1. It has a wide, long stretch of sand. Wide enough and long enough for you not to feel like you are on top of each other, but in a horseshoe so you can see each end; making it cosy all the same.

Room for everyone on Mirissa beach.

2. The sea has the perfect depth for scaredy-cats (like me) who don't like going out of their depth and just the right size waves to have a real laugh whilst in the sea. Every 10 minutes or so the surf would pick up and some huge waves would be upon you. Brilliant fun. But no worries about being pulled out to sea as the undercurrent was not too strong.

See, totally relaxed. Not scared at all.

3. Mirissa beach is lined with beach bars which provide food and drink all day long and into the night. At around 6pm each day, each beach bar displays the day's catch for you to pick from. Delicious!

We opted for the lobster. Yum!

4. Mirissa is not over-developed. I don't recall too many high buildings, particularly in view from the beach. Fingers crossed it stays that way.

5. Last but not least, you go whale-watching from Mirissa! Blue whale-watching... We found Moby!

To describe how I felt when we caught our first glimpse of a blue whale, the largest mammal ever to inhabit planet earth, is impossible, but to give you an idea, I cried! It was just magnificent, so elegant, peaceful, harmless, graceful. The list could go on. And it was absolutely massive! So big that you could fit 100 humans in its mouth alone, its heart is as big as a Mini Cooper and its call is so loud, as loud as a 747, that it can communicate with other whales up to 1,000 miles away! I'm afraid the photos do not do what we saw justice, but here's another one anyhow.

There she blows

We also saw a school of pilot whales, dolphins and blue marlin. I can't believe we endanger these amazing creatures with our fishing and drilling and polluting. It makes me so angry. I am going to be a lot more careful about what fish I buy, and i'm going to cycle more and recycle more and find out what other ways I can help to conserve their habitat.

Pilot whales

And so, like a child in a sweet shop, you next find me a day later another 100km or so away from Mirissa in Uda Walawe National Park, with dropped jaw and plates for eyes. According to Lonely Planet, Uda Walawe is as good as the plains of East Africa for seeing elephants in the wild. Duncan was not quite as impressed as me as he'd actually been to the plains of East Africa and seen not only elephant but rhinos, giraffes, lions.. yeah, yeah, whatever. I was in my element! And my oh my did we see a lot of elephants. We most definitely found Nelly. Add to that peacocks, monkeys, bee-eaters, buffalo, hornbills, painted storks, a croc and a hawk eagle.
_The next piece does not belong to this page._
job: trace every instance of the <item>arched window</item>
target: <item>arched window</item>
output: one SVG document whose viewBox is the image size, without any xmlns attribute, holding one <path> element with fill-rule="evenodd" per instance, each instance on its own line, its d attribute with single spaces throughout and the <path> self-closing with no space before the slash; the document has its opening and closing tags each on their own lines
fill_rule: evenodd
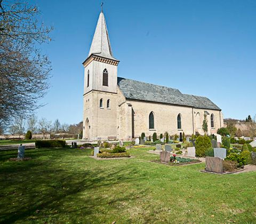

Mummy Nelly and baby, aaaahhhhhh
Mud bath time
Bee-eaters sharing a bee!
Painted stork
Hawk eagle
And if you want more elephants, here's a little video of us in Uda Walawe looking at them.

Sri Lanka so far, really was fulfilling all of our high expectations. Next stop Ella and the hill-country. A chance to cool down and not only drink a lovely cuppa but learn how it gets from bush to cup!